Given that f'(x) = 24x - 18, we set this equal to zero and solve for x:

24x - 18 = 0
24x = 18
x = 18/24
x = 3/4

So, the x-value where the tangent line to the graph of f(x) is horizontal is x = 3/4.

b. To find the expression for f(x), let's integrate f''(x) = 24x - 18.

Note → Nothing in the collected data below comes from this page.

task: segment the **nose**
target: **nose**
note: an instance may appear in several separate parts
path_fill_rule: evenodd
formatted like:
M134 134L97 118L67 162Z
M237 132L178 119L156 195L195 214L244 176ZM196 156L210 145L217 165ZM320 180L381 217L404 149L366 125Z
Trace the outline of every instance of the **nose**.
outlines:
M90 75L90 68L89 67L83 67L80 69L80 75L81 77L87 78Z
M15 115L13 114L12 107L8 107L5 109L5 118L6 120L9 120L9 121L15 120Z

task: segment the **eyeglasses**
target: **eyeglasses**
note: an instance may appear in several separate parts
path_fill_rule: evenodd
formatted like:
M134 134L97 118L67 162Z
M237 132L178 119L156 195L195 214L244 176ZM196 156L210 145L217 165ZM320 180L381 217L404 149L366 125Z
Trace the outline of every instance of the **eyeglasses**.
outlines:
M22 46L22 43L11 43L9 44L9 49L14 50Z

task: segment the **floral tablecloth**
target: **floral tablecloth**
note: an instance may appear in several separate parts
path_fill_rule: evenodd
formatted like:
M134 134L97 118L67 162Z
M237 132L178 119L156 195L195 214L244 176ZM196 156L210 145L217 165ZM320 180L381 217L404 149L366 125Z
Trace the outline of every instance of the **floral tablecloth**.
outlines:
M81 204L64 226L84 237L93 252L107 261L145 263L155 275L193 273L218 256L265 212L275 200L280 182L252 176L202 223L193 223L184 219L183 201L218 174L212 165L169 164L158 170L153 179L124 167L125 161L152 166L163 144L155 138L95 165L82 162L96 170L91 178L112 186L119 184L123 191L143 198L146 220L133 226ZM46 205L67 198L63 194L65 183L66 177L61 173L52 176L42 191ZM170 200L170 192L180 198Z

∫ f''(x) dx = ∫ (24x - 18) dx

Integrating the right side with respect to x, we get:

f'(x) = 12x^2 - 18x + C1

Now, we'll use the given initial condition f'(1) = -6 to find the value of C1:

f'(1) = 12(1)^2 - 18(1) + C1
-6 = 12 - 18 + C1
-6 = -6 + C1
C1 = 0

So, the expression for f'(x) becomes:

f'(x) = 12x^2 - 18x

Now, let's integrate f'(x) to find f(x):

∫ f'(x) dx = ∫ (12x^2 - 18x) dx

Integrating the right side with respect to x, we get:

f(x) = 4x^3 - 9x^2 + C2

Finally, we'll use the given initial condition f'(2) = 0 to find the value of C2:

f(2) = 4(2)^3 - 9(2)^2 + C2
0 = 32 - 36 + C2
0 = -4 + C2
C2 = 4

So, the expression for f(x) becomes:

f(x) = 4x^3 - 9x^2 + 4

f'(x) = 12x^2 - 18x + c

for f'(1) = -6
12 - 18 + c = -6
c = 0

so f'(x) = 12x^2 - 18x

Then you say f'(2) = 0 , which does not verify with what I have so far.
Did you mean f(2) = 0 ?
I will assume you meant that.
f(x) = 4x^3 - 9x^2 + k
given f(2) = 0
32 - 36 + k = 0
k = 4

f(x) = 4x^3 - 9x^2 + 4

leaving up to you: .....

a) .......
tell me what you would do.

f''(x) = 24x - 18

f'(x) = 12x^2 - 18x + C
Since f'(1) = -6, then
-6 = 12(1)^2 - 18(1) + C
-6 = 12 - 18 + C
-6 = -6 + C
C = 0

So f'(x) = 12x^2 - 18x

f(x) = 4x^3 - 9x^2 + C
Since f(2) = 0, then
0 = 4(2)^3 - 9(2)^2 + C
0 = 4(8) - 9(4) + C
0 = 32 - 36 + C
0 = -4 + C
4 = C

f(x) = 4x^3 - 9x^2 + 4

For Part A, you know that f'(x) = 12x^2 - 18x
f'(x) = 0
12x^2 - 18x = 0
6x(2x-3) = 0
x = 0 or x = 3/2
Just evaluate f(0) and f(3/2) to find the y-coordinates.